Parole di Jon Landau, critico musicale, produttore discografico e manager, che campeggiano in apertura della nuova biografia dedicata a una band leggendaria della storia del rock.
Firmato da Bob Spitz, giornalista e autore di tanti volumi conosciuti dedicati ad altrettanti grandi nomi (dai Beatles a Bob Dylan, da Julia Child a Ronald Reagan), Led Zeppelin: la biografia definitiva (Rizzoli Lizard, brossurato, 720 pagine, 25 euro) racconta (a tutto tondo) la vita di Robert Plant, Jimmy Page, John Paul Jones e John Bonham, cercando di scindere gli uomini dagli artisti, quasi delle divinità per tutti gli appassionati. “Fanculo gli anni Sessanta, stiamo per disegnare la mappa del nuovo decennio”, urlava al mondo lo stesso Page, fondatore della band britannica, considerato tra i più influenti, rilevanti e versatili chitarristi e compositori dell’universo del rock. Non si esagera, pertanto, quando si afferma che tante band hanno fatto il genere, mentre poche realmente la storia.

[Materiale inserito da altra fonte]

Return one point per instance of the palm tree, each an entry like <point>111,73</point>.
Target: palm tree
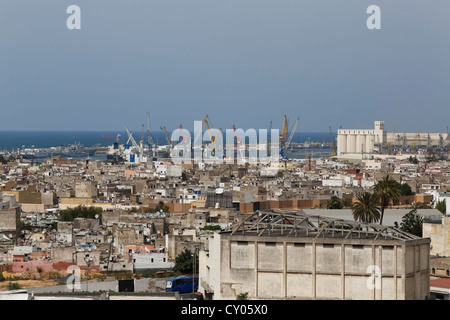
<point>386,190</point>
<point>366,209</point>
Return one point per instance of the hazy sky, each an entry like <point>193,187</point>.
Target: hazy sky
<point>242,62</point>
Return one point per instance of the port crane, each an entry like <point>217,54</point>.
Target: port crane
<point>137,147</point>
<point>206,122</point>
<point>285,140</point>
<point>169,141</point>
<point>291,135</point>
<point>282,137</point>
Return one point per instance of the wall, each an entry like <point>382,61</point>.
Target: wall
<point>33,265</point>
<point>439,235</point>
<point>316,268</point>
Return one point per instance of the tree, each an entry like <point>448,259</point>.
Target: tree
<point>405,189</point>
<point>413,160</point>
<point>184,262</point>
<point>411,223</point>
<point>441,206</point>
<point>334,203</point>
<point>386,190</point>
<point>366,209</point>
<point>159,207</point>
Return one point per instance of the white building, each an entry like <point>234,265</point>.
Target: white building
<point>350,141</point>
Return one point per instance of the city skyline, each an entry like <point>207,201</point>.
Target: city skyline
<point>236,61</point>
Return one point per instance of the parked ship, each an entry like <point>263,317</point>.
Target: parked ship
<point>70,151</point>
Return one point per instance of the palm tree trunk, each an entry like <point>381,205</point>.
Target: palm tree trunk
<point>382,214</point>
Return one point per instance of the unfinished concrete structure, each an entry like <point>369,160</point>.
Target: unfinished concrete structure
<point>272,255</point>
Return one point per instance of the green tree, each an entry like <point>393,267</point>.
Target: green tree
<point>413,160</point>
<point>441,206</point>
<point>70,214</point>
<point>411,223</point>
<point>159,207</point>
<point>366,209</point>
<point>184,262</point>
<point>405,189</point>
<point>14,286</point>
<point>334,203</point>
<point>387,191</point>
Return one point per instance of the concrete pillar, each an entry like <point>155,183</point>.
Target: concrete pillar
<point>342,144</point>
<point>369,143</point>
<point>360,141</point>
<point>351,143</point>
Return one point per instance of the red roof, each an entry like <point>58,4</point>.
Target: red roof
<point>440,283</point>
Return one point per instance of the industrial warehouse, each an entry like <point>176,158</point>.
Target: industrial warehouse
<point>291,255</point>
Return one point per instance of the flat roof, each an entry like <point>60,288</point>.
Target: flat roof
<point>298,224</point>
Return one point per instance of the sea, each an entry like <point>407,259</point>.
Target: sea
<point>13,140</point>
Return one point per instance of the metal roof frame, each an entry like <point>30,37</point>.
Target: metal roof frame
<point>298,223</point>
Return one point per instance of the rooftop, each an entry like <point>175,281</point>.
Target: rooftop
<point>299,224</point>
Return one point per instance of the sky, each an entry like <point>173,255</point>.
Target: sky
<point>241,62</point>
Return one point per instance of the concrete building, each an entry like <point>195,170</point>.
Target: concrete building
<point>296,256</point>
<point>359,141</point>
<point>439,233</point>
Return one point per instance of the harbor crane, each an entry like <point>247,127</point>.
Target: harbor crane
<point>282,137</point>
<point>285,140</point>
<point>291,135</point>
<point>137,146</point>
<point>163,129</point>
<point>206,122</point>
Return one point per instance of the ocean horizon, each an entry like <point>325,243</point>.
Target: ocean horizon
<point>10,140</point>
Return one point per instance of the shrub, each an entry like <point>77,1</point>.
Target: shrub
<point>14,286</point>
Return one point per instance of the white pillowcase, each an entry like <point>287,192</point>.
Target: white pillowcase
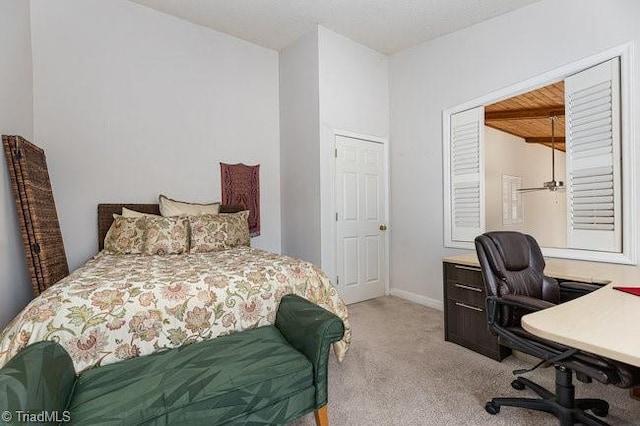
<point>169,207</point>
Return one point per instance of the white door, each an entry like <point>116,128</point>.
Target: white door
<point>361,226</point>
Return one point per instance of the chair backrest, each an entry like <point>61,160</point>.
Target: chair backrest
<point>511,263</point>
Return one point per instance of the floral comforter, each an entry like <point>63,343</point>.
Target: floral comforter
<point>118,307</point>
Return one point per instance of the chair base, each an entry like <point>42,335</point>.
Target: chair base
<point>562,404</point>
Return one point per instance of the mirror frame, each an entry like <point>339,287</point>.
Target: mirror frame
<point>628,178</point>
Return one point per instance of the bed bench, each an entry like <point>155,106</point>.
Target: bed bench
<point>266,376</point>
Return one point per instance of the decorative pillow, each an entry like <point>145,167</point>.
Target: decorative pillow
<point>169,207</point>
<point>219,232</point>
<point>132,213</point>
<point>167,235</point>
<point>126,235</point>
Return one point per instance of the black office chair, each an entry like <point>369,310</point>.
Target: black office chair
<point>512,267</point>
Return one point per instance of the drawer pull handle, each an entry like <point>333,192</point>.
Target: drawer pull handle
<point>464,305</point>
<point>467,268</point>
<point>468,287</point>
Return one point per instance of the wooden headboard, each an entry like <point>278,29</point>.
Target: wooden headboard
<point>106,212</point>
<point>37,214</point>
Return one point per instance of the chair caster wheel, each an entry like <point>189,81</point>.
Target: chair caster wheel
<point>517,384</point>
<point>602,411</point>
<point>492,408</point>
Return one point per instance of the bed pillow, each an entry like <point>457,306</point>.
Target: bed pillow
<point>169,207</point>
<point>219,232</point>
<point>167,235</point>
<point>132,213</point>
<point>126,235</point>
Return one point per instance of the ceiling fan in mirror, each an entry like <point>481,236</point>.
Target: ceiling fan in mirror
<point>553,185</point>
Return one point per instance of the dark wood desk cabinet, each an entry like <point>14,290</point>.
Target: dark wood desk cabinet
<point>465,319</point>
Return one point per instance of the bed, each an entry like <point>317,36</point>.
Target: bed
<point>117,307</point>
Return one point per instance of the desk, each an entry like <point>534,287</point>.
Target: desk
<point>604,322</point>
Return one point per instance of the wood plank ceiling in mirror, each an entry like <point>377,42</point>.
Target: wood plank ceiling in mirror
<point>527,115</point>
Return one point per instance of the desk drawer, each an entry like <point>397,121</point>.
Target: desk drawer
<point>470,275</point>
<point>466,293</point>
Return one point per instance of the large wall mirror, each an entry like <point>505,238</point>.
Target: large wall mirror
<point>550,157</point>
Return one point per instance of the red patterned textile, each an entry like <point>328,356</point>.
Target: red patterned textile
<point>241,186</point>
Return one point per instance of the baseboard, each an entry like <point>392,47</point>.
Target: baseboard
<point>416,298</point>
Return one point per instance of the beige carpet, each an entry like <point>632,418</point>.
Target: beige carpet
<point>400,371</point>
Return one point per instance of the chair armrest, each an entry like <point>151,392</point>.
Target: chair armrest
<point>530,303</point>
<point>39,378</point>
<point>310,329</point>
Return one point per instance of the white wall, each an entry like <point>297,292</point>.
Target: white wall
<point>130,102</point>
<point>16,118</point>
<point>354,97</point>
<point>457,68</point>
<point>327,82</point>
<point>545,213</point>
<point>299,149</point>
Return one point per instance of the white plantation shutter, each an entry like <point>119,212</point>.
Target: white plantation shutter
<point>467,171</point>
<point>592,102</point>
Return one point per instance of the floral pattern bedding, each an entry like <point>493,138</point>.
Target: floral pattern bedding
<point>121,306</point>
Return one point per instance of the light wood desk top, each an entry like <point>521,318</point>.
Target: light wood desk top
<point>605,322</point>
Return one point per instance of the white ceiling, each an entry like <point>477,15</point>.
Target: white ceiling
<point>387,26</point>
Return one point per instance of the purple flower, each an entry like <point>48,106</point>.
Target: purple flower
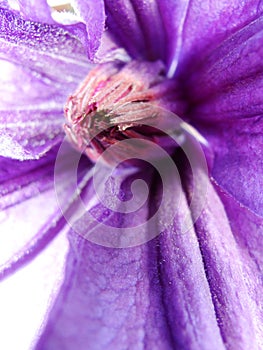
<point>201,289</point>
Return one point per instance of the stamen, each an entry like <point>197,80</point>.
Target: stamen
<point>114,99</point>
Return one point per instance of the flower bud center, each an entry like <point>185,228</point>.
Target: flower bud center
<point>114,103</point>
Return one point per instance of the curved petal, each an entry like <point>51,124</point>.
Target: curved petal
<point>29,10</point>
<point>22,180</point>
<point>31,292</point>
<point>152,296</point>
<point>41,65</point>
<point>248,231</point>
<point>229,83</point>
<point>137,26</point>
<point>43,13</point>
<point>236,293</point>
<point>238,165</point>
<point>93,15</point>
<point>207,23</point>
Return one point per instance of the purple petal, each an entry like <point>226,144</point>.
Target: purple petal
<point>248,230</point>
<point>236,294</point>
<point>35,87</point>
<point>32,291</point>
<point>92,13</point>
<point>208,23</point>
<point>137,26</point>
<point>238,162</point>
<point>23,134</point>
<point>229,84</point>
<point>22,180</point>
<point>39,13</point>
<point>152,296</point>
<point>25,184</point>
<point>45,49</point>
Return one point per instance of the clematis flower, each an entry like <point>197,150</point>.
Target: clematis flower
<point>194,68</point>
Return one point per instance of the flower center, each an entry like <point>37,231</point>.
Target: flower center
<point>115,103</point>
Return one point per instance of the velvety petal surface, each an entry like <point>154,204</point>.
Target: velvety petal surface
<point>152,296</point>
<point>238,164</point>
<point>228,84</point>
<point>20,180</point>
<point>137,26</point>
<point>29,10</point>
<point>41,66</point>
<point>207,23</point>
<point>26,297</point>
<point>247,228</point>
<point>93,15</point>
<point>238,305</point>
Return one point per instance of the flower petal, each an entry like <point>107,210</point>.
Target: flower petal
<point>29,10</point>
<point>46,49</point>
<point>153,296</point>
<point>235,293</point>
<point>137,26</point>
<point>207,23</point>
<point>238,164</point>
<point>20,180</point>
<point>31,291</point>
<point>35,82</point>
<point>93,15</point>
<point>229,83</point>
<point>248,231</point>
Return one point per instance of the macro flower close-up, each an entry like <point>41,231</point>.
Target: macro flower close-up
<point>131,174</point>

Come i Led Zeppelin (“non volevano tenerti per mano. Non scherzavano. Questa era roba seria, di sostanza”, si legge nella biografia), il cui percorso artistico e umano è stato ricostruito con dovizia di particolari da Spitz – è stato manager di Bruce Springsteen ed Elton John in momenti determinanti delle loro carriere –, profondo conoscitore della materia, che è andato direttamente alla fonte, raccogliendo le confessioni dei “giganti” Plant, Jones e Page (del compianto Bonham, il frontman dei Foo Fighters ed ex batterista dei Nirvana, Dave Grohl, ha addirittura affermato: “Diventai ossessionato da lui. Il suo sound era indefinibile e privo di errori”).

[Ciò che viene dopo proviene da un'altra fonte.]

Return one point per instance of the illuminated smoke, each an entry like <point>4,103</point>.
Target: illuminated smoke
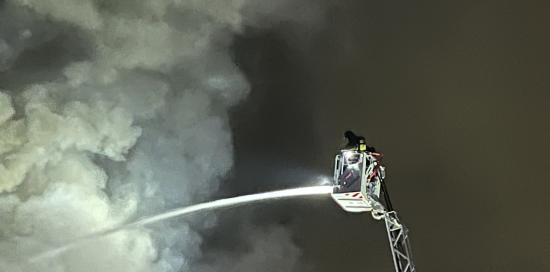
<point>110,110</point>
<point>114,109</point>
<point>216,204</point>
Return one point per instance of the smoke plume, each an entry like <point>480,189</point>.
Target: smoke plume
<point>110,110</point>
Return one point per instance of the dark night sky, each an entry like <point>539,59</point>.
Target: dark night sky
<point>456,97</point>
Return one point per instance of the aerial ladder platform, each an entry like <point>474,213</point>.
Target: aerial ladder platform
<point>358,187</point>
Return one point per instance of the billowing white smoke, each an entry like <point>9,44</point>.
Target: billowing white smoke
<point>135,123</point>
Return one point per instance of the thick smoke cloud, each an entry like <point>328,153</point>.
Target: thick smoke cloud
<point>112,110</point>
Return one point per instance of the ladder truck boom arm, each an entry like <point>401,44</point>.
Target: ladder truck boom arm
<point>359,187</point>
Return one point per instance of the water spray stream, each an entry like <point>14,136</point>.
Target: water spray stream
<point>216,204</point>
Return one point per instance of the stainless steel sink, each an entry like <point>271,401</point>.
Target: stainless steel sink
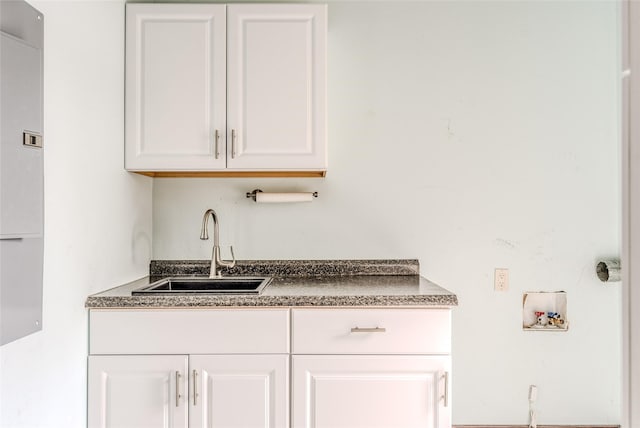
<point>193,285</point>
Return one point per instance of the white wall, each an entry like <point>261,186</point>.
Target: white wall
<point>471,135</point>
<point>97,217</point>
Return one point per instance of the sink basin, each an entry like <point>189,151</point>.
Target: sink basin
<point>192,286</point>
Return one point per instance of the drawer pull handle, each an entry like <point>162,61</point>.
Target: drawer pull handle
<point>178,396</point>
<point>368,330</point>
<point>445,397</point>
<point>195,387</point>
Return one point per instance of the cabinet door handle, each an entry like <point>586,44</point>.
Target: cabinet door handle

Ecco, dunque, che l’autore tratteggia il contesto nel quale la band si è mossa, rimarcando come il suono dei Led Zeppelin – sorti dalle ceneri degli Yardbirds – abbia contribuito (come già anticipato) a portare gli anni Sessanta nei Settanta, conducendo il pubblico dai club alle arene, mutando le superstar dell’epoca in rockstar intramontabili. C’è tutto (e di più) in questa biografia definitiva – con traduzione di Alfredo Marziano – al pari delle vibrazioni che emana.

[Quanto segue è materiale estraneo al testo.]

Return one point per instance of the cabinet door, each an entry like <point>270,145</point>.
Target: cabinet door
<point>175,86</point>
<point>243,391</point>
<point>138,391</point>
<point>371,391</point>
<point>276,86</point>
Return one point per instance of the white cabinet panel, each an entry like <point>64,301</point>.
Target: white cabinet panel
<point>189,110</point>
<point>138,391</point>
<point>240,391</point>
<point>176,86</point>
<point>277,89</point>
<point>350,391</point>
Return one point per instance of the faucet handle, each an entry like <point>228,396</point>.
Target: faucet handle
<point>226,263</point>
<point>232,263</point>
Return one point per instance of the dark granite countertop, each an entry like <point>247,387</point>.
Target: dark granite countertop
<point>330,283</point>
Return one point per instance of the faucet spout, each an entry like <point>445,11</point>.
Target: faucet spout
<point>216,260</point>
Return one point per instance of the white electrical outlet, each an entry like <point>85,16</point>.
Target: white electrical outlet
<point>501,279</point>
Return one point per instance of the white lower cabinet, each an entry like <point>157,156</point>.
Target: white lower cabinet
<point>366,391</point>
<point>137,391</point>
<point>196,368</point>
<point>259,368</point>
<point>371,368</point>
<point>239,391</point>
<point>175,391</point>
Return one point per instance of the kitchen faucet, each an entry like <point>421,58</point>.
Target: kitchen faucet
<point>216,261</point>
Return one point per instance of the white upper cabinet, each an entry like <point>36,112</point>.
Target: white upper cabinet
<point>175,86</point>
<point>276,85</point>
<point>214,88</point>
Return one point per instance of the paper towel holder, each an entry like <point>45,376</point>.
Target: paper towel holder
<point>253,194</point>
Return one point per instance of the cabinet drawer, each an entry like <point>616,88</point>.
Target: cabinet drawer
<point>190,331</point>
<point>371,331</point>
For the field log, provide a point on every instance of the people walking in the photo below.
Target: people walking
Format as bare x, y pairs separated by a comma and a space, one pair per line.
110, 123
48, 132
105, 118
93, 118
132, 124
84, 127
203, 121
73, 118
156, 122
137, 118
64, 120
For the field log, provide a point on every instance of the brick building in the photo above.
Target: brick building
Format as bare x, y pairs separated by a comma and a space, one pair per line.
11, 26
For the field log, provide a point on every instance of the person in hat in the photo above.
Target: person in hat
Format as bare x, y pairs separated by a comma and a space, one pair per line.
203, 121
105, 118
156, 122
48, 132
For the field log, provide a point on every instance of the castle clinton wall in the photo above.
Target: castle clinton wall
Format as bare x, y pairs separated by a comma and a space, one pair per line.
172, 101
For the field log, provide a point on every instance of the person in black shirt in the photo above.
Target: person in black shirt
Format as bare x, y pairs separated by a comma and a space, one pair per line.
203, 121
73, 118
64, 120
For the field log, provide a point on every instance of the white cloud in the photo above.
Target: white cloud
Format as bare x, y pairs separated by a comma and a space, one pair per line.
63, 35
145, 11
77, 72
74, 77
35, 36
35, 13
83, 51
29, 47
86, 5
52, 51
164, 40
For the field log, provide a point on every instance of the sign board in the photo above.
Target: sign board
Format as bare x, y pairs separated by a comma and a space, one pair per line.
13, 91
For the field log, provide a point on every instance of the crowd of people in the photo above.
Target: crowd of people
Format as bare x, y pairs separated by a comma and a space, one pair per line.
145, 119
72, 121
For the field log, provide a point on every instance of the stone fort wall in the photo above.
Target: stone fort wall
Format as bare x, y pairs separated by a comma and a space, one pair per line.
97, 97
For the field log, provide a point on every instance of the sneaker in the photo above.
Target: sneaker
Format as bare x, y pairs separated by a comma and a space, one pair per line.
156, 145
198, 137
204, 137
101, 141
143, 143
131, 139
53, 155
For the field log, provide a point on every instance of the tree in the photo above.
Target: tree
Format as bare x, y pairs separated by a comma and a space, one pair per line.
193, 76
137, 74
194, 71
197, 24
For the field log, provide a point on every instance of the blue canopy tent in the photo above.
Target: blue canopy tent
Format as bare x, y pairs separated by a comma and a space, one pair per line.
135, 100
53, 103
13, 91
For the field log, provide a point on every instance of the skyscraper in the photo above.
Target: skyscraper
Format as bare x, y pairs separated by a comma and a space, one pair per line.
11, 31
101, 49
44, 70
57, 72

E le sfumature si mescolano, come i generi dai quali la band nata nel 1968, nel corso degli anni, ha attinto a piene mai: dal blues al rock-blues della metà del secolo scorso fino al folk e alla musica orientale, quest’ultima particolarmente cara a Plant. Ciò nonostante, il sound dei Led Zeppelin è sempre stato fresco, lasciando segni profondi nel futuro del rock’n’roll. Brani intramontabili come Stairway to Heaven, Kashmir, Whole Lotta Love, Black Dog, No Quarter – ma gli esempi sono tanti – tra i quali Spitz si muove perfettamente a proprio agio, facendo parlare direttamente la musica, la miscela selvaggia e, al contempo, delicata della band che, pur pubblicando nove album in studio, viene tutt’ora ricordata per i seminali primi quattro dischi, pubblicati nell’arco di appena tre anni: dal 1969 al 1971.
Dagli studi di registrazione ai momenti privati, dai tour ai bagni di folla: il pluripremiato Spitz offre al lettore una serie di chicche, non disegnando – va da sé – la pura cronaca. In Italia Rizzoli Lizard ha giù pubblicato, nel 2018, Led Zeppelin by Led Zeppelin (cartonato, 400 pagine, 59.95 euro), il primo – e unico – libro ufficiale illustrato, prodotto in collaborazione con i membri della band. Il consiglio è di non perderlo e di affiancarlo, in libreria, alla “biografia definitiva”. Due è meglio di uno.